Media Analysis for Country Positions
Learn to read state media, independent outlets, and social media to understand a country's domestic narrative and how it constrains foreign policy.
State Media as a Research Tool
In countries with state-controlled or state-influenced media, official news outlets are not journalism — they are government communication. This makes them invaluable for MUN research, because they tell you exactly how the government wants its policies understood domestically and internationally.

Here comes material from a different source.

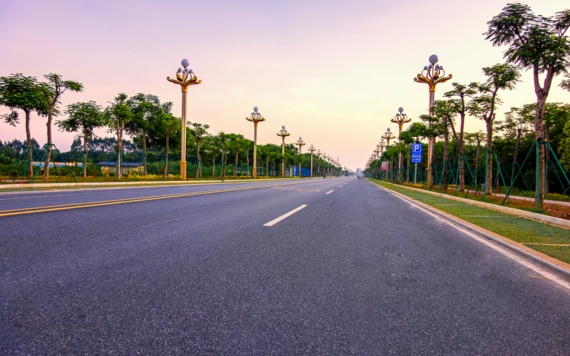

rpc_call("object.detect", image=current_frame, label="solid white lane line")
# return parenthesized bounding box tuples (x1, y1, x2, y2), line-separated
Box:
(264, 205, 307, 227)
(326, 190, 334, 194)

China's Xinhua News Agency and CGTN, Russia's TASS and RT, Turkey's Anadolu Agency, and Qatar's Al Jazeera (which, despite editorial independence on many topics, reflects Qatari foreign policy interests) all serve as windows into official government framing. When Xinhua consistently describes Taiwan-related activities as 'provocations that violate the one-China principle,' you have identified the exact language your Chinese delegation would use in committee.
Reading state media requires a critical lens. Do not read for truth — read for framing. What issues does state media emphasize? What does it ignore? How does it characterize other countries? When Russian state media consistently frames NATO expansion as an existential security threat, this framing tells you the argumentative structure your Russian delegation should deploy, regardless of whether you personally agree with it. The MUN skill is representing your assigned country's actual perspective, and state media gives you that perspective in its purest form.